Wednesday, February 4, 2009

With A High Heart
Adele de Leeuw
1945, The Macmillan Company

The weather was unseasonably warm for late May, and even this early in the morning there was a leaden quality to the air. Her hair stuck to her neck, her fresh cotton print was mussed from the crowded bus trip, and her newly laundered white gloves had a black streak across the palm where she had clutched the handrail.
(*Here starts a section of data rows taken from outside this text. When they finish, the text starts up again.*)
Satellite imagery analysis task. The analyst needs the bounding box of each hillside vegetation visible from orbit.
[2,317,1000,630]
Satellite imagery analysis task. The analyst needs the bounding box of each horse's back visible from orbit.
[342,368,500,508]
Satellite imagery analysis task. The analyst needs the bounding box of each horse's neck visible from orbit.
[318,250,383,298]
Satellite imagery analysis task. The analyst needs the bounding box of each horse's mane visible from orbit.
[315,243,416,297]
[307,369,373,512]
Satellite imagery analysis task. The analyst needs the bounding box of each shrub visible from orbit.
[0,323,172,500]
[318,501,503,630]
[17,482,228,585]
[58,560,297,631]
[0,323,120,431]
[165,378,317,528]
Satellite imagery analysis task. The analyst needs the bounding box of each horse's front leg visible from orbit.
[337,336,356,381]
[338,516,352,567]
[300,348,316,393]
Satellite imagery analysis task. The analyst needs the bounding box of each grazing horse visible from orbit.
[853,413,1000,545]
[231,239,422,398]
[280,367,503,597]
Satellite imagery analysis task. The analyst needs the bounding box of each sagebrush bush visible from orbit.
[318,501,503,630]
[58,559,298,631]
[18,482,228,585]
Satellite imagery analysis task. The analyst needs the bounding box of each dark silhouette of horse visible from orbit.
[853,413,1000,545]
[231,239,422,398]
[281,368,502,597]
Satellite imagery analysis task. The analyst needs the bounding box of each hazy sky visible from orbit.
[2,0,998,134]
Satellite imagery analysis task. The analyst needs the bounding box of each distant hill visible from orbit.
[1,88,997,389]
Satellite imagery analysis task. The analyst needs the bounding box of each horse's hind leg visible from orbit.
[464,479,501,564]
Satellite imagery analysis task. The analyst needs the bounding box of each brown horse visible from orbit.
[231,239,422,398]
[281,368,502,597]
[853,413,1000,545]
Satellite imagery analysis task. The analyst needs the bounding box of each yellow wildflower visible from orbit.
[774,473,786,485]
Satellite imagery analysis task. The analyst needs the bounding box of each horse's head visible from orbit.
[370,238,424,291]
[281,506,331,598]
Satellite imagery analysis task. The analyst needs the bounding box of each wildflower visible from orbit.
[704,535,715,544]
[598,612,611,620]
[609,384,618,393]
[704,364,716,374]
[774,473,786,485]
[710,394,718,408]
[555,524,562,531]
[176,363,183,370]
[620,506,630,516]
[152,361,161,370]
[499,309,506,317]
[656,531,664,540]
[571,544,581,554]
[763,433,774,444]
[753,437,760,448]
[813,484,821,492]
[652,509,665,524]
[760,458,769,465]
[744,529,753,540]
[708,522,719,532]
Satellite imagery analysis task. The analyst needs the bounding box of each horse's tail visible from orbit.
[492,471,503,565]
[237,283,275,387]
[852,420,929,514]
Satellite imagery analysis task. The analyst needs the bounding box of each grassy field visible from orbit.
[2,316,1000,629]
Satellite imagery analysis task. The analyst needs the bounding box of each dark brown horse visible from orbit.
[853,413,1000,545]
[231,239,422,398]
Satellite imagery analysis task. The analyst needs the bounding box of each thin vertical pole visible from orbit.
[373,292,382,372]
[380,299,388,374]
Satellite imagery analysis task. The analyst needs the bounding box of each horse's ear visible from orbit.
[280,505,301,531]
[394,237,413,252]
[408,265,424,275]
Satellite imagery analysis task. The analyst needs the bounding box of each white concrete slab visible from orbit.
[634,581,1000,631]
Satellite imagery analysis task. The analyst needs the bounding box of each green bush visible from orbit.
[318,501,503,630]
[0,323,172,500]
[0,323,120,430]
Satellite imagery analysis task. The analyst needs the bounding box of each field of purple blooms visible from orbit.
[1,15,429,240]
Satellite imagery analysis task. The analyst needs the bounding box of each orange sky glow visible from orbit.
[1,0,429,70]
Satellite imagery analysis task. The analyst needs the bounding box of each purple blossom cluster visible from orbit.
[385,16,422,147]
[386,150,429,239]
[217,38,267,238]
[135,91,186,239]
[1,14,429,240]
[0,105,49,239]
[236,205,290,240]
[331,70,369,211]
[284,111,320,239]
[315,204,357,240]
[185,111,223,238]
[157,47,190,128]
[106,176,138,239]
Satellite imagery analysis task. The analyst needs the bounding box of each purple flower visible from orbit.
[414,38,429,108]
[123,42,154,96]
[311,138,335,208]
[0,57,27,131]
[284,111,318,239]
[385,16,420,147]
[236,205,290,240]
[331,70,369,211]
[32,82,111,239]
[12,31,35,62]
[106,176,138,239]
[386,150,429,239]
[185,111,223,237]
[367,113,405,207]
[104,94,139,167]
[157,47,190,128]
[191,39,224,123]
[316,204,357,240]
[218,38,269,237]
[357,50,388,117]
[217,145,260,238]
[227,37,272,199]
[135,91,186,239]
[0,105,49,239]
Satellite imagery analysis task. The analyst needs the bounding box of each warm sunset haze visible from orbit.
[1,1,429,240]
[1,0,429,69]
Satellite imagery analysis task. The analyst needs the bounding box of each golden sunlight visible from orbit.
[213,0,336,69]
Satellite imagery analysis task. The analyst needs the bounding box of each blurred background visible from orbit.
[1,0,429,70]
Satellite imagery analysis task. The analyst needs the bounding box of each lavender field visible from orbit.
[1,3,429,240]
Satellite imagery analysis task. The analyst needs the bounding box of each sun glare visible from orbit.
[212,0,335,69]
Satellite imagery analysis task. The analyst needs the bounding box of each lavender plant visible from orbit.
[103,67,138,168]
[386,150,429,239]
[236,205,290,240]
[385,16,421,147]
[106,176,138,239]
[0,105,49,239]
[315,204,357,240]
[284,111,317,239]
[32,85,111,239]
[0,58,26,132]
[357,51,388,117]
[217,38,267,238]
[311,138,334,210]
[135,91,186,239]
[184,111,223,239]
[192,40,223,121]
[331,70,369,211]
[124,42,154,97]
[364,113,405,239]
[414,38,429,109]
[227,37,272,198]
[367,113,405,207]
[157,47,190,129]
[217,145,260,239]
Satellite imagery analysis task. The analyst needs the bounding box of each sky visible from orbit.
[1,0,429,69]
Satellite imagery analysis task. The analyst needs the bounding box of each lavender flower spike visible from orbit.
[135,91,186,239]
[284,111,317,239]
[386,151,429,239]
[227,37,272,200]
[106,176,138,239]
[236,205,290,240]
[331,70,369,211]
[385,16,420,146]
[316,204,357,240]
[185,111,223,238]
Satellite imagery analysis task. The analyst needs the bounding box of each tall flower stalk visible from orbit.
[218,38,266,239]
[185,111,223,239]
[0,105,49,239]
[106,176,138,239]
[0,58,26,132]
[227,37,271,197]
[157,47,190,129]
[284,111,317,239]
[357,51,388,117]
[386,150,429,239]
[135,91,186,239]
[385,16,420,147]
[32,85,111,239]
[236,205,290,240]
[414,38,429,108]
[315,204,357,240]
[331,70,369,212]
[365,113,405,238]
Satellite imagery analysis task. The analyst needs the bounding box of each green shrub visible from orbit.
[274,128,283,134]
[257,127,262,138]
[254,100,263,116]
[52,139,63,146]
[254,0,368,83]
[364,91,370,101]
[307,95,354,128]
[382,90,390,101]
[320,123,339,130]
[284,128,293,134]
It's a steamy New Jersey summer, and librarian-in-training Anne McLane is angrily headed to her first day working at the shabby little rural library in Tilden instead of the gleaming state-of-the-art facility in Claredon. Furious at the assignment, she resists the job at first but soon her natural competitiveness and drive reassert themselves over the summer. These qualities also make her question her romance with easy-going Lt. Rex Elliott, whose lack of ambition troubles her, particularly compared to hard-working farmer Matthew English.

What's the use of planning?" he demanded. "People plan like mad... and what happens? Along comes a war, or something equally catastrophic, and where are their plans? Knocked into a cocked hat. Nope, it's better to drift along with the stream. If it throws you up on some pleasant shore, O.K. If not--" There was a shrug in his voice. "At least you aren't disappointed.

Rex, so light-hearted on the surface and so cynical underneath, won't do for our heroine, who burns to accomplish something. So even though she resents young English for lecturing her, she loves his matching interest in remaking the world. Which will of course require remaking, if the war ever ends. It dominates their lives in a kind of dull, endless way, with gas shortages and ration boards and the sheer numbers game of men.

And one librarian, the indifferent Rilla, has an airman fiance who is, inevitably, killed in action.

No one even knew that the telephone had rung until Rilla's piercing shriek cut through the air, stilling their laughter as if they had been stabbed.

Rilla's goal in life was to marry and have a family; with her love stolen from her, she's devastated. Anne's thoughtful about that, sympathetic but secretly thinking that this re-emphasizes to her the importance and meaning of work, that work could fill the place of people.

For a woman whose contemplations on a friend who's lost her lover is that it's too bad she doesn't have work to sustain her, Anne's pretty good at scooping up the available men in a time when men are thin on the homeground. She starts the book with Rex, an officer stationed at Fort Kilmer (Dix), and ends up with Matthew, a farmer exempt from soldiering. In between, she ferrets away at her job with the avidness of a Lutheran working his way toward heaven.

Anne decides between her men, befriends a blinded veteran, discovers the value of her shabby little library and realizes the true potential of the mousy little librarian who is actually nicknamed Mouse. Despite my mockery, it's a pretty good book. Anne's a strong, intelligent character, the writing evokes a lost rural New Jersey and an America on the verge of becoming a superpower, and the ending satisfies.